It never fails, I get one horse 'fixed' and another one falls apart at the seams. LOL.
Ah well...such is life.
Right now my darling little redheaded fireball is having a full on 'baby horse' meltdown....
Poor Little John. I think he finally realized that he is not just having a bad dream. This really is his life now. It is causing him great anxiety.

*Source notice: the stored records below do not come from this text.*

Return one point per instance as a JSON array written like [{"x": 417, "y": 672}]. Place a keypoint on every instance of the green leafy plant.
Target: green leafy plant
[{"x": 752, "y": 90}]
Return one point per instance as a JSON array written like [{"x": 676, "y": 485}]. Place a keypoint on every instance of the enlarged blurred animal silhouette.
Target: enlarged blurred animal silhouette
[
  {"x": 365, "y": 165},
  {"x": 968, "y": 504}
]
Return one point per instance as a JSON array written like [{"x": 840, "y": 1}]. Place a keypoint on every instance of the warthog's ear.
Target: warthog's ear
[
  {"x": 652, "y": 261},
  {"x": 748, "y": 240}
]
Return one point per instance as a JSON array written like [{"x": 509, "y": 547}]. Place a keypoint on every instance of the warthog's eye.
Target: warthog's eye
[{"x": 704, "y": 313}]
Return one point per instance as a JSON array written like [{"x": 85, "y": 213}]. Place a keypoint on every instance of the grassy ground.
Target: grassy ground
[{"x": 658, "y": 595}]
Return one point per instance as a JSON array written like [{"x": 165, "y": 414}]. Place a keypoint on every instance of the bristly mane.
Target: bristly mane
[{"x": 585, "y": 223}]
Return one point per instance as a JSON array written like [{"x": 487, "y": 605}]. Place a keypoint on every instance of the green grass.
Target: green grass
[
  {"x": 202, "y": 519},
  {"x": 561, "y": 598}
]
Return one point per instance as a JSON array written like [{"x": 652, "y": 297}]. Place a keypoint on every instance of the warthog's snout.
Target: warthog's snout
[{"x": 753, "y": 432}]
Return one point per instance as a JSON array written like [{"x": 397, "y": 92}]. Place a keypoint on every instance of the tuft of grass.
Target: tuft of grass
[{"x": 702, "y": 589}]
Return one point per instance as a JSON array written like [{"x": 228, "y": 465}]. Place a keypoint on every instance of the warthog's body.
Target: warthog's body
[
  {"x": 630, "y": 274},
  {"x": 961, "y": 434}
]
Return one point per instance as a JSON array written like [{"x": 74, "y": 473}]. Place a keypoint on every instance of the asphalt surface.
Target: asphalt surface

Truth is, I have been very surprised by how well LJ has taken everything in since I got him. He's a quick learner and eager to please. But I wasn't holding my breath that it would last. LJ has a few strikes against him, no matter how smart or eager he is;
#1-He had NO life experiences when I bought him. He had never been off of the property he was born on and no matter how busy with activity that place was, it was still home and he was comfortable there.
#2-He was started and trained in typical show-horse fashion. His every moment was dictated to him when he was being handled and no aberrations are allowed.
#3-He's a baby!! Okay...so technically, he's a coming 4y/o...but he's still a baby and babies go through this.
None of these things are bbaaadddd things. I knew these things when I bought him and I was prepared for what is happening to happen.
LJ is having some real separation anxiety issues. Even when tied to the trailer, with all of the other horses in full view, he still cries, and paws, and paces....For h.o.u.r.s!!! (Where's my ear plugs?) When I pony him, I have to put protective boots on the pony horse because LJ is so insecure he is walking on the horse I am riding. I'm constantly kicking him off of my leg and forcing him to track off to the side.
LJ is coming 'unbroke'. LJ has a great foundation on him. He was taught a lot of very special maneuvers at a very young age. But riding time was training time. Period!! LJ knew nothing about just being ridden. He's exceptionally well-trained...And barely 'broke'. Does that make sense? It's a very common phenomena with young show trained horses. Let me tell you what...When some of these show-trained horses start having to think for themselves, they are far scarier to ride than something like Jet (aka The Big Bay). You think you are riding a 'broke' horse and as they come unwound from their dictated to frame of mind...They get kinda crazy. They get to looking around, gawking at things, forget to pick up their feet...then they suddenly remember they are not supposed to do that and they slam back into show horse frame. LOL. They are just all over the board. They are like Dr. Jeykll and Mr. Hyde.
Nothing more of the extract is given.